Congress responded by proposing Amendment 16 to remove that restriction, but it is highly defective: it was never actually ratified as written, it does not explicitly overturn or repeal the Pollock decision or the three "apportionment clauses"in the Constitution, and it fails to define the vital legal term "income" - so it carries no actual meaning whatever.

Accordingly, in the late 1910s SCOTUS confirmed that no income tax could legally be placed on Americans. That didn't stop it happening, but it did mean that all who collect it are violating the supreme law. Some cases are:

Brushaber (1916) held that Am. 16 "gave Congress no new taxing power"
Eisner v Macomber (1920) ruled that Congress cannot define "income"
Merchants' Loan (1921) said that "income" is defined only as corporate profit

While SCOTUS may well have been crossing its 90 fingers when issuing these rather favorable opinions, the IRS took no heed of them and went on collecting the tax and the Court played no further part until 1927, when Holmes wrote the opinion in the less-known but vastly influential case of US v. Sullivan. This cleverly avoided overturning any of the cases above, yet implied that collection of the income tax could legally continue. He reversed the Supreme Court, but without explicitly saying so. Seldom was villainy more cleverly expressed.

Mr Sullivan was a creative entrepreneur, running two businesses: he repaired automobiles, and distributed moonshine. Faced with a law that seemed to compel him to declare all his income (which he presumed meant, all that he earned) he had a dilemma: if he declared what he earned from running liquor, he'd be prosecuted under the Prohibition laws. Yet if he omitted those earnings from his return, he'd be prosecuted for filing a false return. So he solved it by not filing at all, relying on Amendment 5, which clearly says that he did not have to incriminate himself.

The Sullivan decision, authored by our Villain of the Week, explicitly said that he did, anyway, have to incriminate himself. Read Wiki's first sentence.

Therefore SCOTUS, represented by Oliver Wendell Holmes, purported to amend Amendment Five. As y'all know from Article 5, it cannot legally do that. But ever since 1927, not one of the members has been impeached for high treason or any other infraction of the Supreme Law. Evidently, laws apply only to us peons. This bit of villainy costs us nearly a trillion dollars a year.
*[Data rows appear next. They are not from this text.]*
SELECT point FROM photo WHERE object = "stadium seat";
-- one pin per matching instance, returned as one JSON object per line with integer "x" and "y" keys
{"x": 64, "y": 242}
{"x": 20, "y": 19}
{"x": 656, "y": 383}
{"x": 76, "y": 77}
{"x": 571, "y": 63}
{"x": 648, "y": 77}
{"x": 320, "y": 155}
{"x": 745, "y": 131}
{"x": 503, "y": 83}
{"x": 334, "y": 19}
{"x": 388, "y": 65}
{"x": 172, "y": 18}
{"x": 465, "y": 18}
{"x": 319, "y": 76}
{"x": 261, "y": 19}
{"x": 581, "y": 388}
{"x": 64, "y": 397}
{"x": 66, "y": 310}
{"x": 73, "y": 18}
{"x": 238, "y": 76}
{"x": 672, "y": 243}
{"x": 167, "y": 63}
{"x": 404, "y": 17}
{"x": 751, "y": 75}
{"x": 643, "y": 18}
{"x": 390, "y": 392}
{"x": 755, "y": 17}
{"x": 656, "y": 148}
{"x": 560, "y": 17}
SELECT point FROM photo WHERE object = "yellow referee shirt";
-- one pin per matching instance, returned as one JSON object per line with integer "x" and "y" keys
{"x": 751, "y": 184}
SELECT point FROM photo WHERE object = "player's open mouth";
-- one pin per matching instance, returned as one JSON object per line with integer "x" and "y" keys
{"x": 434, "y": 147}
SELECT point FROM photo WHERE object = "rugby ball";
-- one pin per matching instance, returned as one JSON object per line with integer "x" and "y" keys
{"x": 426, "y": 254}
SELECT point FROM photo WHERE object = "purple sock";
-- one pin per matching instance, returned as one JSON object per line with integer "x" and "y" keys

2. Free Speech and the Draft. Holmes had also written the Court's opinion in the landmark Schenck case of 1919, which was dreadful, unanimous and criminal. Wiki continues:-

The facts of the Schenck Case were as follows. Charles Schenck and Elizabeth Baer... oversaw printing and mailing [of] more than 15,000 fliers to men slated for conscription during World War I. The fliers urged men not to submit to the draft, saying "Do not submit to intimidation", "Assert your rights", "If you do not assert and support your rights, you are helping to deny or disparage rights which it is the solemn duty of all citizens and residents of the United States to retain," and urged men not to comply with the draft on the grounds that military conscription constituted involuntary servitude, which is prohibited by the Thirteenth Amendment.

Seldom did Socialists express themselves so well!

SCOTUS unanimously ruled against Schenck, and Holmes' opinion became a precedent famous for his use of an analogy: he likened draft resistance to falsely shouting "FIRE!" in a crowded theater. That was wholly bogus - no American was in danger in 1917 from Germans - but it set in stone the principle that laws are quite okay if they prohibit speech that encourages the breaking of other laws.

Thus, the Court single-handedly gutted Amendment One of its force. Holmes enthused over an effective amendment to the US Constitution, which cannot legally take place unless ratified by ¾ of the States. Raw villainy; and perhaps Holmes was practising in 1919 for his closely comparable villainy of 1927. The two have had a devastating effect on waging war and the means to pay for it.